Under this arrangement, TSA supplies the full names of passengers flying into, out of, or within the United States. ICE agents then match those lists against their own databases of noncitizens with outstanding deportation orders. If a traveler appears on ICE’s list, agents may be dispatched to an airport to detain them, potentially preventing travel and initiating removal proceedings.
Evidence shows this cooperation has produced real-world consequences. One documented case involved 19-year-old college student Any Lucía López Belloza, who was detained at Boston’s Logan International Airport on November 20 after her name appeared on ICE’s list as she attempted to board a flight home. Two days later, she was deported to Honduras.
A former ICE official stated that in their jurisdiction, approximately 75% of individuals flagged by the program were arrested—a rate indicating the data-sharing initiative’s effectiveness as an enforcement mechanism. This development occurs amid intensified federal immigration operations.
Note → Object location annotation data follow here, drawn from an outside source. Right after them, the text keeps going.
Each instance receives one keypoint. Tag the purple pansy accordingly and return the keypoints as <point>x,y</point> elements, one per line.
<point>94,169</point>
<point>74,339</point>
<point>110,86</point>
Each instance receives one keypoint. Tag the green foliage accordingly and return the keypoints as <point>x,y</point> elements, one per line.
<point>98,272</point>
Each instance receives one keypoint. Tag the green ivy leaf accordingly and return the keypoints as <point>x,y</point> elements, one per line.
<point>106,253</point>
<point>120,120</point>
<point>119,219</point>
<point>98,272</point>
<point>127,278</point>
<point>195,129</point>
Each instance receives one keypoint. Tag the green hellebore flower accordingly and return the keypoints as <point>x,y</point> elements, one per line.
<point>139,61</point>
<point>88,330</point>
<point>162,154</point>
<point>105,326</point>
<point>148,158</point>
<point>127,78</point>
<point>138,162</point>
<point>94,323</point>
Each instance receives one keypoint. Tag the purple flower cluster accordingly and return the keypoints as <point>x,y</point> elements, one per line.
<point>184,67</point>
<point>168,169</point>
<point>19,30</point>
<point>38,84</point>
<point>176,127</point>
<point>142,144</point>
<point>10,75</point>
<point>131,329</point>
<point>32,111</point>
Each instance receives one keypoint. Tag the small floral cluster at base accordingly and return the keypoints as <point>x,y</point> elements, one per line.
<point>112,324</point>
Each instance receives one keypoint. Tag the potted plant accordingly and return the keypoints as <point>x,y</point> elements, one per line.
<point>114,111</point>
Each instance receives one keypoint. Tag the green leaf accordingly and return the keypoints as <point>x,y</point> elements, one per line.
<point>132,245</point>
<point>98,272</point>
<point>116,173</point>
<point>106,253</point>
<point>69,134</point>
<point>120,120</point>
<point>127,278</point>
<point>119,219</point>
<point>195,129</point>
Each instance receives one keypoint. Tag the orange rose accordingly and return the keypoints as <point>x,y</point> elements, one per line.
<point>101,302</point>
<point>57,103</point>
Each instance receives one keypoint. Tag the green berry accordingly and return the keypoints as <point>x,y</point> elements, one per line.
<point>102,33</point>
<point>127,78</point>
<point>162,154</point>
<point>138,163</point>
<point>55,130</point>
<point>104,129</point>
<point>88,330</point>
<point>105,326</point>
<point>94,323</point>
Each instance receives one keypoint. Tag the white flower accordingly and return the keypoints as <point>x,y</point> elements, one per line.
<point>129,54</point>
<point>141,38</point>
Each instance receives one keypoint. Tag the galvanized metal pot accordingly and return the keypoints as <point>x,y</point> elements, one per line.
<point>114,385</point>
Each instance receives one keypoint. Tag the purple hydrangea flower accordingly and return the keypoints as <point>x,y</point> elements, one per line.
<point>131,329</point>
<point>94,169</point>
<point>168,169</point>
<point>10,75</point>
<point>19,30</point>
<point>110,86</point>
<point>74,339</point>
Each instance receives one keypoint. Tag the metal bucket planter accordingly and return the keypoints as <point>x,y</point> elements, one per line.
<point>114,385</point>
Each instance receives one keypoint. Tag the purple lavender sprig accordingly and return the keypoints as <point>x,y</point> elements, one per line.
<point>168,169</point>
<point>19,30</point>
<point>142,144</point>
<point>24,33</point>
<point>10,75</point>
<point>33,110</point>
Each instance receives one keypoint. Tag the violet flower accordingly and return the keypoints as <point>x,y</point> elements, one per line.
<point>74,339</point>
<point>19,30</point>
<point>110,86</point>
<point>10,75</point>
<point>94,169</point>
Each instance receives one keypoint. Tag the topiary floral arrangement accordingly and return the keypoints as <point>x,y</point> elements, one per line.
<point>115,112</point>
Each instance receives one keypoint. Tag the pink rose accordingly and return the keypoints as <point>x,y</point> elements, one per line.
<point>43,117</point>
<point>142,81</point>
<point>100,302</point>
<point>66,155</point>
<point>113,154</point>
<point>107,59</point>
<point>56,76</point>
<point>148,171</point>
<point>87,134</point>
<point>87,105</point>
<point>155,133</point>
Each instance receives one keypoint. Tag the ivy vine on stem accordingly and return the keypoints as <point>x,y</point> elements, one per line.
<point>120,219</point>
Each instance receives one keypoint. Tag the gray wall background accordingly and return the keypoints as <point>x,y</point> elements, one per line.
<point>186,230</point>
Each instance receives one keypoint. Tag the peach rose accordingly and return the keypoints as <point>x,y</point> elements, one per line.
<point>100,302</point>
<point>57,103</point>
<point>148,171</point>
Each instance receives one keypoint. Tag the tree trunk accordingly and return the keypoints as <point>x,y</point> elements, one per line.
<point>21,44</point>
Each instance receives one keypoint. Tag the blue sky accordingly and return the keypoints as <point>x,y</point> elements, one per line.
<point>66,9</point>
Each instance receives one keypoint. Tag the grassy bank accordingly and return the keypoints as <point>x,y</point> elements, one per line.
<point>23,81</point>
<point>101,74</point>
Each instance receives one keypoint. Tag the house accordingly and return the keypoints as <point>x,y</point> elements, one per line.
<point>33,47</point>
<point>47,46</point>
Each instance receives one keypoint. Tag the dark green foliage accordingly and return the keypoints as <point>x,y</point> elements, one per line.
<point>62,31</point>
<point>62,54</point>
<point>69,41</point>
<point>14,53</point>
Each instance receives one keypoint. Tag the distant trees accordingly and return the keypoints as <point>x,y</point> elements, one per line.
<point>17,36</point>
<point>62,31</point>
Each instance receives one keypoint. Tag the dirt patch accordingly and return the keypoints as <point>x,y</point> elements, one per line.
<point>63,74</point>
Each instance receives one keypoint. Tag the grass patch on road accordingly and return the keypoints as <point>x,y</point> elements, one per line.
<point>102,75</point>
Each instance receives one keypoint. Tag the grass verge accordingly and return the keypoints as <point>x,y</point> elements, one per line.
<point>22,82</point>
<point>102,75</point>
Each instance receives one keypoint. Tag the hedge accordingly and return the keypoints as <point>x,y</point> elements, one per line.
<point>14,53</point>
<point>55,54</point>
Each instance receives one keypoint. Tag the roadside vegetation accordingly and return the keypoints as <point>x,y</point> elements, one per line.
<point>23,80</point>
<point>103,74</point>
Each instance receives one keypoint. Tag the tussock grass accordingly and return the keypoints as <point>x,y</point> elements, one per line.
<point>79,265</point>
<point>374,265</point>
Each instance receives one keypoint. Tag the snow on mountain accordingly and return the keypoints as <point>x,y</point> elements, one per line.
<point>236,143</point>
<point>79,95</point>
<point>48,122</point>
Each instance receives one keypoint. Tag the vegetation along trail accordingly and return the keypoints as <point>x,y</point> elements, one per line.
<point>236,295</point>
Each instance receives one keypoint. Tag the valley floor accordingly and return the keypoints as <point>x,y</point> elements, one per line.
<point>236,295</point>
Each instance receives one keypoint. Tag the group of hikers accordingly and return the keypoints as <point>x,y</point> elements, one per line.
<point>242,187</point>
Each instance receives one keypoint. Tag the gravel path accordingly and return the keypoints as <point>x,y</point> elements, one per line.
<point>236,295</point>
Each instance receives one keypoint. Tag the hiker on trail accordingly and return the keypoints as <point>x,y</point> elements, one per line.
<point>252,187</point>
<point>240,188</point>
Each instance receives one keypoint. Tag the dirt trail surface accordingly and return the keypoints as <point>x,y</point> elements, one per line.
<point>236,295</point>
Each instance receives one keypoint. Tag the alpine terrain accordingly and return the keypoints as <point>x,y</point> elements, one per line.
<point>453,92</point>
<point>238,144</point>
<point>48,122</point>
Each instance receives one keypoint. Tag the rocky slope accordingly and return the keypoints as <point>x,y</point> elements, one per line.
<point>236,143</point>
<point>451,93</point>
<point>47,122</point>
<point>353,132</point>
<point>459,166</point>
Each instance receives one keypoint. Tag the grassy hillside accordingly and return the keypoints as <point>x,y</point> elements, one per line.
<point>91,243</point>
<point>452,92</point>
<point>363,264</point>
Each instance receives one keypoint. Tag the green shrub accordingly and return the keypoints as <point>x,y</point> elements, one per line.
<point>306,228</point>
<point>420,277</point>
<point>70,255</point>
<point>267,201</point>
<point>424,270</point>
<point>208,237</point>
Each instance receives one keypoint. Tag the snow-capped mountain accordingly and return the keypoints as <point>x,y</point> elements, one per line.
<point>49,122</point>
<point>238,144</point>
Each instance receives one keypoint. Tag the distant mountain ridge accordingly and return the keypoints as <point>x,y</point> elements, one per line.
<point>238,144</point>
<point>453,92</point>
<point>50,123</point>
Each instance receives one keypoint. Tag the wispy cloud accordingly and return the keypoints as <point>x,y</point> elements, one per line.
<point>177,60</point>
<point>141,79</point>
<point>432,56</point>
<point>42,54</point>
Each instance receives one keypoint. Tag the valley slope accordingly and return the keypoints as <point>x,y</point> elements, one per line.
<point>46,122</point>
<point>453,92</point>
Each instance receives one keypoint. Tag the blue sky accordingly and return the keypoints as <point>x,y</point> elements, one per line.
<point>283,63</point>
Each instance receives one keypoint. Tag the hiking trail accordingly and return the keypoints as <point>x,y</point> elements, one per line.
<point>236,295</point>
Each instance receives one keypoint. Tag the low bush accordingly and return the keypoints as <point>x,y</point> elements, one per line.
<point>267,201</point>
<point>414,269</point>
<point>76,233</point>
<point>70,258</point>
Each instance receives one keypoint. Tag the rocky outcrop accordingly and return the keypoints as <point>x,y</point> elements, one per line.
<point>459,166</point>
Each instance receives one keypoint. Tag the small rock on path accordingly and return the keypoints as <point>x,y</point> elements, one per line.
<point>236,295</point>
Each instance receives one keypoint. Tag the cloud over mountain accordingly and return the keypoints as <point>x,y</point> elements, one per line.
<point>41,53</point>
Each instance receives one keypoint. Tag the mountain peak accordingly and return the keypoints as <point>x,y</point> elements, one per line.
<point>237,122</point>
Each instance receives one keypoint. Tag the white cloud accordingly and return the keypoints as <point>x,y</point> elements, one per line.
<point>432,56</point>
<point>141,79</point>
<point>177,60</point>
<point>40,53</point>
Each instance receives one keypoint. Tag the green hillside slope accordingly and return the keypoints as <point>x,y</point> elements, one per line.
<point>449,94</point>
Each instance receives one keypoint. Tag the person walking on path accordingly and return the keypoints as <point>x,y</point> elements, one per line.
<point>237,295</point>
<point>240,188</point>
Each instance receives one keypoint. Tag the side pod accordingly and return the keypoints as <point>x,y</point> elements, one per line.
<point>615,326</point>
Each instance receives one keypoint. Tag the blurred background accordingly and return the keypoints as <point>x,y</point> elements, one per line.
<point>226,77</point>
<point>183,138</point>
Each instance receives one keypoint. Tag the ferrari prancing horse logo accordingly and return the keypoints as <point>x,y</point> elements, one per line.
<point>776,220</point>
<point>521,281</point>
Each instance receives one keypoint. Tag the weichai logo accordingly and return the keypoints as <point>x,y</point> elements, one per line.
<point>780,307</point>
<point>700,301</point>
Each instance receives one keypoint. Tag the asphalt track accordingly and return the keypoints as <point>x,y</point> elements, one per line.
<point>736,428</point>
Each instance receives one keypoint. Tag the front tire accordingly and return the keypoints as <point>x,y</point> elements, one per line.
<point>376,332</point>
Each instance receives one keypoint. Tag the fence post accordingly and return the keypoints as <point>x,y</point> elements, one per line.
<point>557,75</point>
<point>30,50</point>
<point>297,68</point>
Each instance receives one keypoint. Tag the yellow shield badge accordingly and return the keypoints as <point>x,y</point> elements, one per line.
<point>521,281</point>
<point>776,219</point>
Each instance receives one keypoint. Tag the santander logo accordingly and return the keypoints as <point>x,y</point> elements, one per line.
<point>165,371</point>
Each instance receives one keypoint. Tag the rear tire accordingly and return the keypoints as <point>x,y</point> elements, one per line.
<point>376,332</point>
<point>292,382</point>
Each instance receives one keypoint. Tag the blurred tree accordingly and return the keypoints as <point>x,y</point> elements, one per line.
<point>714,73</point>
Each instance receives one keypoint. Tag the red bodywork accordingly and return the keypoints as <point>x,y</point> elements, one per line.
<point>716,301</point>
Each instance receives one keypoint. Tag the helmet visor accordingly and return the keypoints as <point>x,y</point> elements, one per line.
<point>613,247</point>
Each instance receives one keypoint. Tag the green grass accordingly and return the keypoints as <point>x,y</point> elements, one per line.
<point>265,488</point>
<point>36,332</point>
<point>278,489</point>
Homeland Security Secretary Kristi Noem recently highlighted “historic progress” in deportations, claiming over 600,000 deportations and nearly 2 million voluntary departures have occurred since early 2025.
The practice has sparked debate about civil liberties and privacy. Critics argue that handing over passenger lists to an enforcement agency without individualized warrants or judicial oversight raises serious constitutional concerns, particularly regarding unreasonable searches and seizures. They also warn of the risk of mistaken identity and the potential for ICE to detain people with tenuous ties to the deportation system. Proponents defend the data-sharing arrangement as a logical use of information to enforce immigration laws and remove those with final orders of removal.